You recently took part in the Ironman 70.3 Durban challenge as the latest part of an incredible journey. What was it about that particular event that drew you in?
I grew up in East London, the home of Ironman 70.3 South Africa, and I have followed the Ironman events passionately for as long as I can remember. I have supported my brother and a number of my friends, as they competed in these events, but I could never imagine that my admiration for them would one day translate into me actually competing in one. When I set out on my life changing journey, I used the Half-Ironman East London as my first big goal. This event was extremely tough and, although I had come a long way, I felt that there was so much more to achieve at this distance. With my desire to achieve more, and my complete addiction and love for the sport, I entered half Ironman in Durban in 2017.

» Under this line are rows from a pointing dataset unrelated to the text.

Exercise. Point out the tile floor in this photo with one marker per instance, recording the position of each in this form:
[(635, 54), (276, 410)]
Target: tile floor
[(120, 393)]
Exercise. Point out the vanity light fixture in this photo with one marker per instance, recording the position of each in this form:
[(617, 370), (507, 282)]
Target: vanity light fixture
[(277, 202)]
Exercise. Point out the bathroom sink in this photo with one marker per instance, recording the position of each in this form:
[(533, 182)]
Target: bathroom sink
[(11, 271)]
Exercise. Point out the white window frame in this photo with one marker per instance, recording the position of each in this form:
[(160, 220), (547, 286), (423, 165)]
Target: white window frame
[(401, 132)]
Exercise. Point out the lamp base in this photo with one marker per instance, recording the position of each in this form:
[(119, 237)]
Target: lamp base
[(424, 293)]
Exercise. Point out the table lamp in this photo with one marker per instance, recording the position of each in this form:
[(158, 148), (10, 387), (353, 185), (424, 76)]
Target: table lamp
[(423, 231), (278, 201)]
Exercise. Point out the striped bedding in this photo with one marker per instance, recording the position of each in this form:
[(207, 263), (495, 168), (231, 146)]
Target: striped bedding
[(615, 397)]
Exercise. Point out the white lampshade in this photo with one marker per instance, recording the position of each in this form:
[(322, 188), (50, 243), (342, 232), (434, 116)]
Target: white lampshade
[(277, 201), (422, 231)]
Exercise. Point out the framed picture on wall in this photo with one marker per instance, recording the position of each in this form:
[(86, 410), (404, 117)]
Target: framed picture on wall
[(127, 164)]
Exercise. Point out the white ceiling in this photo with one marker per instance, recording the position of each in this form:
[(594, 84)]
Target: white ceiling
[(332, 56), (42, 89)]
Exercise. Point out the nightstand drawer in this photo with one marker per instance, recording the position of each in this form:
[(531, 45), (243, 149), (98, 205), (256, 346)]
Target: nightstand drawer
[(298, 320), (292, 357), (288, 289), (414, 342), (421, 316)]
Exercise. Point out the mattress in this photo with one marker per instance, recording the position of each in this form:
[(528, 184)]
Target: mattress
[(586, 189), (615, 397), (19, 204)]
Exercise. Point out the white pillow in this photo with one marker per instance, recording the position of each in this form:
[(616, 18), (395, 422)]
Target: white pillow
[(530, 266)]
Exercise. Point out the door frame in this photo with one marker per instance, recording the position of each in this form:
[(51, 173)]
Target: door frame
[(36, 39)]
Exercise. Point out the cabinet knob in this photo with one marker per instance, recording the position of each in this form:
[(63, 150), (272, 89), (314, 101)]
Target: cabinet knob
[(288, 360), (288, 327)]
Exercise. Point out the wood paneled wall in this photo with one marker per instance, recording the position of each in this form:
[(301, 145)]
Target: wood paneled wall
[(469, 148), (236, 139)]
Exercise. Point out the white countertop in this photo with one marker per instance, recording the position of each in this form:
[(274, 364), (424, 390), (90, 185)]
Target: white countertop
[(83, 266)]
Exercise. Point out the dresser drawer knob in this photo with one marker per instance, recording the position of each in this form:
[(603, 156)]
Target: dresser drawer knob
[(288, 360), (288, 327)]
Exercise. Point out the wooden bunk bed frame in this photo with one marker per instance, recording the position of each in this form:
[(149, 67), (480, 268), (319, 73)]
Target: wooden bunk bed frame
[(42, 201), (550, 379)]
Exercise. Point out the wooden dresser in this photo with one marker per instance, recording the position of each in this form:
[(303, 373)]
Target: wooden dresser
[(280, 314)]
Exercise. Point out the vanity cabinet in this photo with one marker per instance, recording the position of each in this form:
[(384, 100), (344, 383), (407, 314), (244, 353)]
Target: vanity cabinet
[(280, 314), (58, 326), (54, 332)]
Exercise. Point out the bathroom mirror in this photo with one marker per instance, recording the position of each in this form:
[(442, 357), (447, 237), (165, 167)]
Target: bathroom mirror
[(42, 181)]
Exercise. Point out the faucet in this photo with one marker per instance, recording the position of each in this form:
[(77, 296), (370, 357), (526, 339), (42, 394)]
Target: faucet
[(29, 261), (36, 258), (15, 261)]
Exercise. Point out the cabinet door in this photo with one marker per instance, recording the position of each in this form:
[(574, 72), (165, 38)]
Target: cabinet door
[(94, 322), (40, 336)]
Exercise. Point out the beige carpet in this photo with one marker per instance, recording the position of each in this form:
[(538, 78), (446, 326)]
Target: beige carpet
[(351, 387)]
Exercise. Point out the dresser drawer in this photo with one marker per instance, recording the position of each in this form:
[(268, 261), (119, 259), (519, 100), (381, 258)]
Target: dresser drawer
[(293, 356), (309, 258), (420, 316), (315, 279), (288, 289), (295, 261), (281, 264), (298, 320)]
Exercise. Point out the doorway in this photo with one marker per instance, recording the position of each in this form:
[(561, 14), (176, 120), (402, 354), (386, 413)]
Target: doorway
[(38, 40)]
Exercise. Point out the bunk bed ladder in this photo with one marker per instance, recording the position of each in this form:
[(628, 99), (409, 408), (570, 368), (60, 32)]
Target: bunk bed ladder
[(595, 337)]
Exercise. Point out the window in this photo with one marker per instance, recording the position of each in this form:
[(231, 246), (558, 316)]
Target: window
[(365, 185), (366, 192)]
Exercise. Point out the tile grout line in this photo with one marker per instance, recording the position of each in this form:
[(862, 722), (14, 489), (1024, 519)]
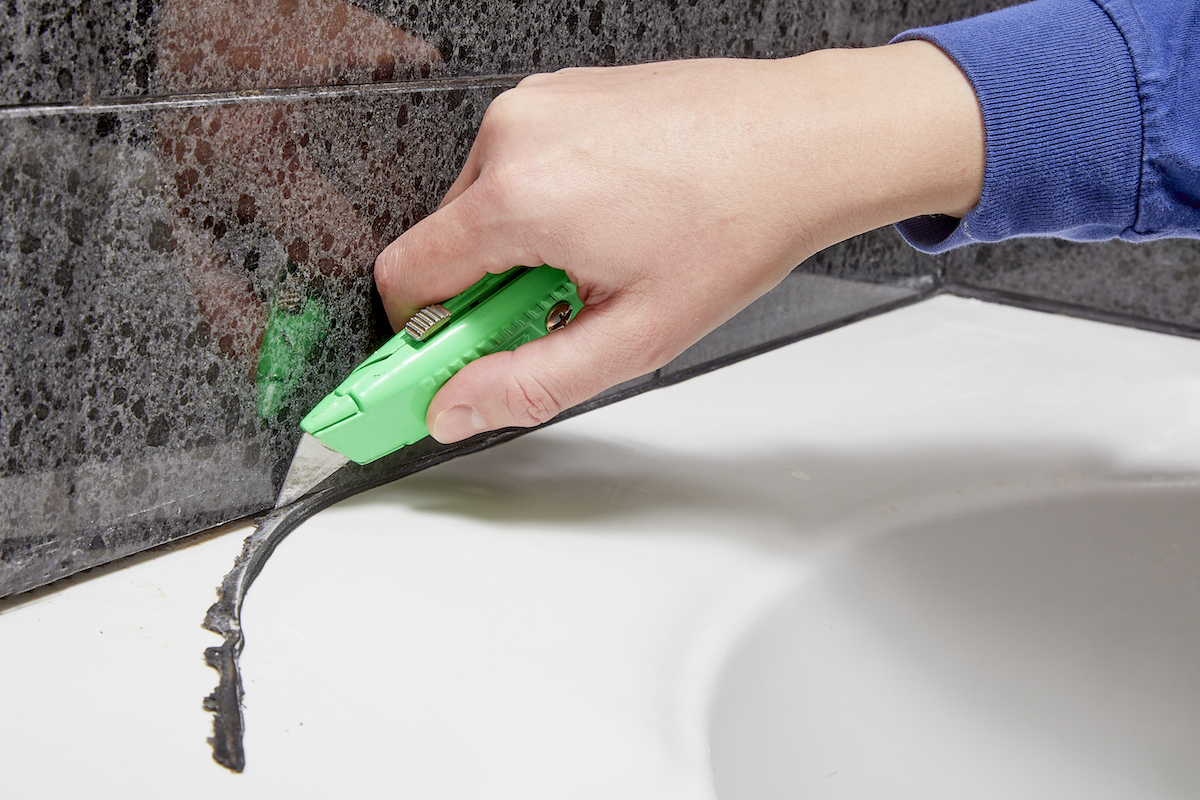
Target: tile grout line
[(202, 100)]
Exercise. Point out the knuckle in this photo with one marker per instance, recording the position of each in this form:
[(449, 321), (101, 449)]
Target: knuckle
[(533, 401)]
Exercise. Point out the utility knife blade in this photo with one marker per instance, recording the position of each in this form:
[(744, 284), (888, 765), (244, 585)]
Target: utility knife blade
[(381, 407)]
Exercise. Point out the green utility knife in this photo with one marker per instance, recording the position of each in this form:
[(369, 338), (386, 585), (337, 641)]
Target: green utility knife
[(381, 407)]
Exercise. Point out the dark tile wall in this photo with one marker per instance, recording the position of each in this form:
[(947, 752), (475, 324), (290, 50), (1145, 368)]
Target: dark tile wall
[(192, 193)]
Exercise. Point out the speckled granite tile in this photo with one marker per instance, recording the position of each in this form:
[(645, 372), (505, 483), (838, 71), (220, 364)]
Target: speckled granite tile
[(144, 254), (1157, 282), (75, 49)]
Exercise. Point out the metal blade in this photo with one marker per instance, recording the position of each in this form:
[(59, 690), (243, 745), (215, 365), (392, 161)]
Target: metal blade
[(312, 464)]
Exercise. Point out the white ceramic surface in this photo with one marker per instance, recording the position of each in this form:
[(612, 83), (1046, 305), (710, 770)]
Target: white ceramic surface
[(943, 553)]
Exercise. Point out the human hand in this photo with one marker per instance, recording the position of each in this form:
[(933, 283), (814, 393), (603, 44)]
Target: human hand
[(673, 194)]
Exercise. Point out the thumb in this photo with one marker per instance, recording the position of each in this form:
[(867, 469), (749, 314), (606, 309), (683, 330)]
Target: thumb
[(538, 380)]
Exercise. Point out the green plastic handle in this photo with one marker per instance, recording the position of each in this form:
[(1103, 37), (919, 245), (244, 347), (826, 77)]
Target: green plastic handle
[(381, 407)]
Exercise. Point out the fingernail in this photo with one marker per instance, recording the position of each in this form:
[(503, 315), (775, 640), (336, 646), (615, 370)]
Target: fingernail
[(456, 423)]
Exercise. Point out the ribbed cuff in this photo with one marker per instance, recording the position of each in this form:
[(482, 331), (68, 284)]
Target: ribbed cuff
[(1062, 125)]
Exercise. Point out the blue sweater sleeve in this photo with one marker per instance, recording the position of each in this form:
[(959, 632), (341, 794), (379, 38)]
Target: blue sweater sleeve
[(1091, 114)]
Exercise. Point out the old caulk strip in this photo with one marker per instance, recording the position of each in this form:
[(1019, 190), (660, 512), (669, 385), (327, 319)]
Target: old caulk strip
[(225, 615)]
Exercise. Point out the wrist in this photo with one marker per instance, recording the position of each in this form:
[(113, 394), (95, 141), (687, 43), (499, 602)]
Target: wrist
[(888, 133)]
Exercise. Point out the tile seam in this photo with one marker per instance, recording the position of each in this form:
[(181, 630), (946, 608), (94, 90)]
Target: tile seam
[(249, 96)]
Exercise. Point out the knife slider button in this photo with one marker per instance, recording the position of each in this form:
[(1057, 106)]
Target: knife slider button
[(426, 322)]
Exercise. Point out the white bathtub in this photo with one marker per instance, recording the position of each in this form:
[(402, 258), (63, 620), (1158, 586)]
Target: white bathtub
[(951, 552)]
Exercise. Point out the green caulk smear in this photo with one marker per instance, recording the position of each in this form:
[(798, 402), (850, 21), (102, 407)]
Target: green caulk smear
[(294, 328)]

“By mid-December I had started feeling on the up, and had another triathlon, the Jail Break minimum escape triathlon (Olympic Distance). I had a great race and managed to shave almost 30 minutes off my [first] time [3:29:00 in Slanghoek Valley], finishing the race in 3:00:37.”
What were the biggest challenges that you faced in your training and in the events? How did you overcome them?
The biggest challenges you face in training for an Ironman event is managing training and physical fatigue. The sport is very demanding on your body and requires you to train 9 to 12 times a week, with an average of 16+ hours of training a week. To overcome this, it is important to listen to your body when it is telling you that it needs a break, which is challenging when you are competitive and just want to keep going. The biggest challenge that you face on race day is the mental one. You put your body through a lot and all triathletes speak of the “dark place” they all find at some point in the race, normally somewhere in the second half of the run. This is when your fatigue sets in and you start thinking of reasons to stop. To overcome this, it is important to stay focused on your goal and to take in the proper nutrition to assist your body’s recovery.
“I realized that I was hooked. Hooked to the feeling of improvement, hooked to the feeling of achievement, hooked to this general ‘fit feeling’ and so entered Ironman 70.3 Durban… In April, I ran my first ever sub 2-hour half marathon and all 3 of my disciplines had improved dramatically.”
If you had to give three pieces of advice to others regarding self-improvement, what would they be and why?
- Set a goal – when starting, in my opinion, it is essential to have quantifiable measures to track your progress against. These goals allow you to have a clear vision of where you are going and what you need to still achieve.
- Make it social – join a group of like-minded people who have the same goals. This will help make the journey fun and you get to make new friends who will also help hold you accountable.
- Know that nothing is impossible – something I have learned through my journey is that no goal is impossible if you are willing to put in the effort to get there. Knowing that hard work pays off and that you can do it is important. Always remember to look back during your journey and recognise how far you have come.
“On 18 June 2017 in Durban, I smashed my overall goal with a 5:38 total race time…1.5 hours faster than East London in January. I often look back at where I have come from and am so incredibly proud of what I have achieved and am only hungry for more.”
How did your training and competing influence your role as a project manager?
The hard work, strong mind and determination you require when training and competing is also something that is of high value in the work place. Once achieved in my training I have found it easy to apply in equal measure to my work life, making me a stronger and driven project manager and giving me the confidence I require to lead the team I work with.